Рай – обитель Бога. Всюду, где бы ни был Бог, вокруг него по благодати райское состояние материи и пространства. Далее.
Монастыри - островки рая в житейском море, земные подворья Бога. Значит, все свойства рая и Божественной Личности присутствуют в монастырях. А именно, вместо привычного и текучего, как вода, времени – вечность.

Я пробыл в обители около месяца. Свидетельствую, уже на третью неделю у меня реально начались проблемы со временем. Я перестал понимать его количество, просто доверился колокольчику и братским распоряжениям. Наверное, в моём сознании появилась глубина, потому что я перестал спешить, стал всматриваться в каждую мелочь, окружающую меня.
Внутри меня произошла непредвиденная деструктивная вещь! Целостное амёбное существование современного горожанина развалилось на три разновеликие части: огромное невыразительное прошлое, странное и небольшое по размеру настоящее и громадное внезапно открывшееся будущее.
При этом прежнее мироощущение, выверенное высшей школой и благами цивилизации, как ветхое рубище, упало к ногам и превратилось в сентиментальное житейское воспоминание.
Видимо, сместилась точка отсчёта в восприятии действительности. Привычные игровые понятия: спорт, политика, телевизионные шоу уступили место размышлениям о смысле жизни, о долге и личной жертве во имя добра и любви.

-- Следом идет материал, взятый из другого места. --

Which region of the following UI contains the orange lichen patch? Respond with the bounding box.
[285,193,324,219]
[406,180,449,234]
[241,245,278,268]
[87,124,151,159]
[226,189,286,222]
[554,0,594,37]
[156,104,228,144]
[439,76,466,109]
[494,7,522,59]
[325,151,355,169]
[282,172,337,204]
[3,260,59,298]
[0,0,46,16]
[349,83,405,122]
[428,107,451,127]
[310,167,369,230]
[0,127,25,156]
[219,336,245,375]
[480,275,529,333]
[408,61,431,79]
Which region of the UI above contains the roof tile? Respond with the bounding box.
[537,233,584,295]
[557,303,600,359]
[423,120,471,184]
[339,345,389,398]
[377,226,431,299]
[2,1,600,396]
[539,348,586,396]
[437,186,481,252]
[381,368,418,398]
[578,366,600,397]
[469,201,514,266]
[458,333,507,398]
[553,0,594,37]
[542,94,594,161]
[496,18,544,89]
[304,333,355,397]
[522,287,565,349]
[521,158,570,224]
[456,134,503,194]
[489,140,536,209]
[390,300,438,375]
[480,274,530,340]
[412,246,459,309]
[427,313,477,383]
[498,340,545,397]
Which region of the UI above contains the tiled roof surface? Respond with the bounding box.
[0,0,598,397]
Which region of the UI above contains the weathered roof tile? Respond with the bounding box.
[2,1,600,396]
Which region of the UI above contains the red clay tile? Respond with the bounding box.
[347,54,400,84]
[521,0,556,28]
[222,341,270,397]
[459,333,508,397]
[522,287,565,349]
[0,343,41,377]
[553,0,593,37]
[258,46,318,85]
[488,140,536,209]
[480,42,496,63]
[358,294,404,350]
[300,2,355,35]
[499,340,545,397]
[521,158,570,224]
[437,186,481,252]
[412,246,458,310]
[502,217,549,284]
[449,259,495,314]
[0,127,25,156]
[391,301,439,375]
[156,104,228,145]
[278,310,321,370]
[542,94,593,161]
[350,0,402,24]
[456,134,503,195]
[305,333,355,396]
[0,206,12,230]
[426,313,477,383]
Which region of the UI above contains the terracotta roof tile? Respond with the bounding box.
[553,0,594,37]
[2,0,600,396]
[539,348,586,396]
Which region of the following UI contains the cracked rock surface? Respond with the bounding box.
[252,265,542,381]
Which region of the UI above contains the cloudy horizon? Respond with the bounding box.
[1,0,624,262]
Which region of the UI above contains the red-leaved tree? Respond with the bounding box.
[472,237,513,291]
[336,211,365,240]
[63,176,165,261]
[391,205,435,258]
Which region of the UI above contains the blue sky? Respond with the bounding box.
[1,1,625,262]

И хотя столь разительные перемены произошли во мне явно не без «ведома» монастыря, сугубо церковным человеком я не стал.
Монастырские будни развеяли во мне некий туман. В протуберанцах этого надмирного млека я годами хранил «целостный набор» душевных, вернее, чувственных заблуждений современного интеллигента. Монастырь же приоткрыл возможности именно духовного зрения. Оно помогло по-новому самоопределиться и в отношении к окружающему миру, и в религиозном отношении.
Теперь, если кто-то спросит меня «Как жить?», я не стану важничать и надувать щёки или велеречиво проповедать «истину» как скороспелый православный гуру. Но тихо скажу: «Вам нужен духовный совет. Ступайте к мудрому священнику – он подскажет».

Слишком ответственно давать духовные советы другим, если ты не находишь в себе силы стремиться к постижению религиозной полноты и любишь Бога не столько за христианскую идею о личном спасении, сколько за Божественную красоту, которую Господь явил, распахнув перед человеком тварное великолепие этого мира!